Somewhere along the way, summer got a to-do list.


Camps and activities and experiences, carefully scheduled, carefully documented. The pressure to make it count, to make it memorable, enriching, screen-free, intentional. To send them back to school in September having done something with all that time.


And there is nothing wrong with any of those things, individually.


But there is also something worth protecting in the version of summer that does not look like much. The long, unstructured, slightly sweaty stretch of a day where nothing is planned, and everything is possible. The kind of summer that bored kids into creativity, into neighborhood alliances, into elaborate games with complicated rules that only they understood.


That summer did not disappear because something better came along. It got crowded out. And it is worth reclaiming.


What boredom actually does

Boredom is uncomfortable. That is the whole point.


When kids do not have something handed to them, they have to generate something themselves. That process, sitting with the discomfort, deciding what they want, figuring out how to get it, negotiating with whoever is around, is doing a lot of work developmentally. It builds frustration tolerance, creativity, self-direction, and the ability to entertain themselves without external input.


It also, eventually, gets kids off your case. Not immediately. The "I'm bored" phase is real, and it requires some nerve to wait it out. But on the other side of it is a kid who figured something out, built something, invented something, convinced the neighbor kid to come outside.


That is not nothing. That is actually a lot.


What it asks of parents

Honestly? Mostly just tolerance.


Tolerating the whining. Tolerating the mess that comes when they finally do find something to do. Tolerating the fact that it does not look enriching. It looks like four kids digging a pointless hole in the backyard or two siblings building a blanket fort that will take over the entire living room.
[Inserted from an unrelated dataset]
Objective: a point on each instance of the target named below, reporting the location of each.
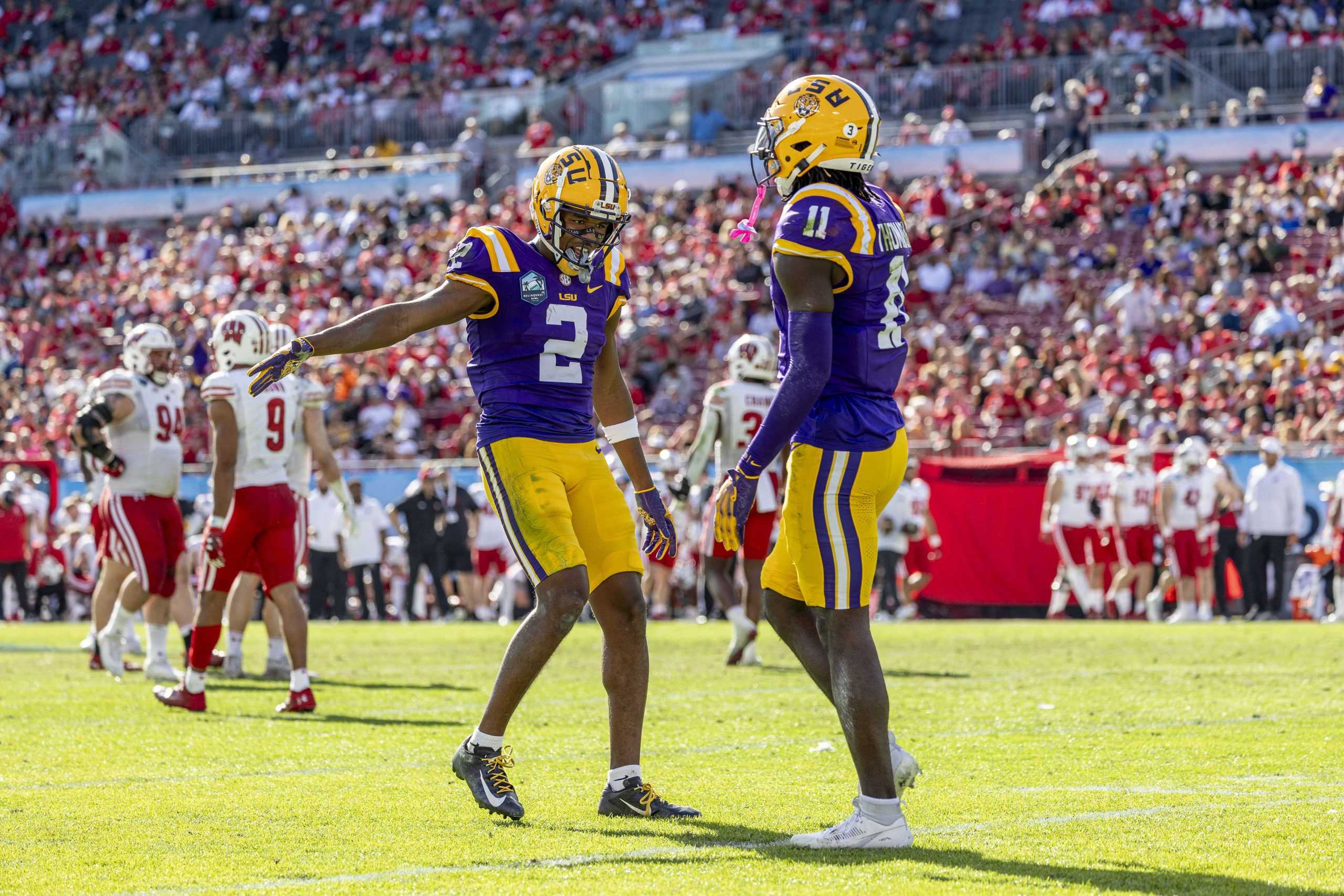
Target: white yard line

It asks parents to resist the pull to fill every gap. To say "figure it out" and mean it. To let them be a little bored, a little restless, a little uncomfortable, because that is the very condition that produces the good stuff.


The boring summer is not the lesser summer

It does not need to be documented. It does not need a theme or a bucket list. It does not have to mean anything to anyone outside your family.


A kid who spent a significant portion of June doing absolutely nothing in particular, and figuring out how to be okay with that, is a kid who learned something. Maybe something more durable than whatever would have gone in the caption.


Let this be the summer with some room in it. The days where nothing is scheduled and everyone survives. Where they are bored and then, eventually, they are not.


Those days are enough. They might even be the ones they remember.